Everybody at table started. Lord Maxwell looked at Miss Raeburn, his mouth twitching over the humour of his sister’s dismay. Well! this was a forcible young woman: was Aldous the kind of man to be able to deal conveniently with such eyes, such emotions, such a personality?
Suddenly Lady Winterbourne’s deep voice broke in:
“I never could say it half so well as that, Miss Boyce; but I agree with you. I may say that I have agreed with you all my life.”
The girl turned to her, grateful and quivering.

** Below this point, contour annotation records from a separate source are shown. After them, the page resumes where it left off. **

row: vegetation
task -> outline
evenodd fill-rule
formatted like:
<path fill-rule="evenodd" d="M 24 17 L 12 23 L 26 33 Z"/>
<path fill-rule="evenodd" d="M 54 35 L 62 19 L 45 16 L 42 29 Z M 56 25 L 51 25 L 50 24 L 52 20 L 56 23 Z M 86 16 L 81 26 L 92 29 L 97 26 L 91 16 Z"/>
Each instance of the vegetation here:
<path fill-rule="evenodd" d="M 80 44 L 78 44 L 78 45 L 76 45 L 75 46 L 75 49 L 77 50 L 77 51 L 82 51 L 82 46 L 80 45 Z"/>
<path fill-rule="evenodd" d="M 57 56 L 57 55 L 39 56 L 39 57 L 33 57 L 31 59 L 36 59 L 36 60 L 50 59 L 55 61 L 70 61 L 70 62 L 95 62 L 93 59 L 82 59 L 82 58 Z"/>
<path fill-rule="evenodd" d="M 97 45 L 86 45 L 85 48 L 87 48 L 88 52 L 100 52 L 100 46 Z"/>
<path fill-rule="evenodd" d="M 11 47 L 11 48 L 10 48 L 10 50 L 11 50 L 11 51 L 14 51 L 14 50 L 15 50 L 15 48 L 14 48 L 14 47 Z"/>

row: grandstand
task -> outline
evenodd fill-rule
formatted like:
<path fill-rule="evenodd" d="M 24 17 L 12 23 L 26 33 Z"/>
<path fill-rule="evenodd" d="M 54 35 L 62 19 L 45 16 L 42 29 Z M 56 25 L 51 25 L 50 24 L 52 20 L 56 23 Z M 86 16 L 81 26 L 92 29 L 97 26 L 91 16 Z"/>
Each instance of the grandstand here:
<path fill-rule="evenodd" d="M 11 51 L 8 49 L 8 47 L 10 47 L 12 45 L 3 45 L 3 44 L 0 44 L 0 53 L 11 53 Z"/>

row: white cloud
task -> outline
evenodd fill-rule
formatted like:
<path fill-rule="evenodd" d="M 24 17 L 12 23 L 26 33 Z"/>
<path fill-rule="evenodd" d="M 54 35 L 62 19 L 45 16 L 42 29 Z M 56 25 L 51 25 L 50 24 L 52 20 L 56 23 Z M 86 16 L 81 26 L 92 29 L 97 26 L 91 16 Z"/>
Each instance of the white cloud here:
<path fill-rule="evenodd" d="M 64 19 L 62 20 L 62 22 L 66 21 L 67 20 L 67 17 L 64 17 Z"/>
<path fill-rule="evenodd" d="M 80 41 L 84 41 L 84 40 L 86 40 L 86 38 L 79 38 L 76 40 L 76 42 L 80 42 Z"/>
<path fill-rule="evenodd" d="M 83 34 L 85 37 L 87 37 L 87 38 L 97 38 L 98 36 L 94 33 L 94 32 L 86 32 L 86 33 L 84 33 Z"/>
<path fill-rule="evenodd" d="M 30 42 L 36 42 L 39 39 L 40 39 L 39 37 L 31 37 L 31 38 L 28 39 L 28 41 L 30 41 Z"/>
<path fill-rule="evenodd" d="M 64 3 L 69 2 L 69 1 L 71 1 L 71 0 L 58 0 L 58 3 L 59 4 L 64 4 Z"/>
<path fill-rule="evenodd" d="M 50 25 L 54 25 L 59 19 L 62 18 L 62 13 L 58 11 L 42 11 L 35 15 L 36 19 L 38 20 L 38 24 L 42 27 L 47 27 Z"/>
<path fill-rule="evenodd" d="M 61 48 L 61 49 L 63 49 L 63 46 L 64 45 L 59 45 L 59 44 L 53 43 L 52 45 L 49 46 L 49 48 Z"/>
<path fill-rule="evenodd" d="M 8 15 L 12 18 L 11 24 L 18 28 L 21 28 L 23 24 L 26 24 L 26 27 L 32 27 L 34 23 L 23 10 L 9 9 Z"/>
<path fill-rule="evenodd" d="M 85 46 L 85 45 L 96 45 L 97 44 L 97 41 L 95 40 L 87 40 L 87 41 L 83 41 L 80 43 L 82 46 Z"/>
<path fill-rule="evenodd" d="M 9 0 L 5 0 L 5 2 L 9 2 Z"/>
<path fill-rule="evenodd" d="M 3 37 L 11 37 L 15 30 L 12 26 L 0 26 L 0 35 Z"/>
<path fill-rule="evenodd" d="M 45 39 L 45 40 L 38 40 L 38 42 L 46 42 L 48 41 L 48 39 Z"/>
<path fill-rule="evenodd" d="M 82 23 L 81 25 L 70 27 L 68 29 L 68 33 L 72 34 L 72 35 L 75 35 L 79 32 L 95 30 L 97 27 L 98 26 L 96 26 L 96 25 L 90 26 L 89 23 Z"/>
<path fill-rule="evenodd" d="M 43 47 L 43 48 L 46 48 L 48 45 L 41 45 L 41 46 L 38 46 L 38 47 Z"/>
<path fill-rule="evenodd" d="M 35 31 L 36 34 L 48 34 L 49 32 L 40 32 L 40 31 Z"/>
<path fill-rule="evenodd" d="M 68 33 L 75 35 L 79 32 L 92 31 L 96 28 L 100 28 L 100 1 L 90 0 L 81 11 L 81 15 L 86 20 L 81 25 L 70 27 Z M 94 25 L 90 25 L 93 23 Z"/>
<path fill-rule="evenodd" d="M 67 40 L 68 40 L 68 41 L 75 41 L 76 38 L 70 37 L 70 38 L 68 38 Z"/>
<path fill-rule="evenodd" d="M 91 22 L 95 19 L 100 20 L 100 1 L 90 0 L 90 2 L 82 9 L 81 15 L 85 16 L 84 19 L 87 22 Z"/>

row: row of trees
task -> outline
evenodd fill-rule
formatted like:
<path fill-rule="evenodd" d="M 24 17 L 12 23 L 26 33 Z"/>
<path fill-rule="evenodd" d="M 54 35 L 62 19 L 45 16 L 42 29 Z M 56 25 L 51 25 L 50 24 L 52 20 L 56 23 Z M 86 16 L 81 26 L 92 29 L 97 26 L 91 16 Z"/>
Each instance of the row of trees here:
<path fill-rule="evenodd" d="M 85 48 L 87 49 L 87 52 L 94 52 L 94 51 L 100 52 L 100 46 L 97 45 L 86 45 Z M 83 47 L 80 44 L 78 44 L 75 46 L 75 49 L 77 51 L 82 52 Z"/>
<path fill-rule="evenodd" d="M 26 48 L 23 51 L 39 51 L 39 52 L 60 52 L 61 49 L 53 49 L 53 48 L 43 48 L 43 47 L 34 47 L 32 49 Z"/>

“At the same time,” said Lady Winterbourne, relapsing with a long breath from tragic emphasis into a fluttering indecision equally characteristic, “as you say, one is inconsistent. I was poor once, before Edward came to the title, and I did not at all like it—not at all. And I don’t wish my daughters to marry poor men; and what I should do without a maid or a carriage when I wanted it, I cannot imagine. Edward makes the most of these things. He tells me I have to choose between things as they are, and a graduated income tax which would leave nobody—not even the richest—more than four hundred a year.”
“Just enough, for one of those little houses on your station road,” said Lord Maxwell, laughing at her. “I think you might still have a maid.”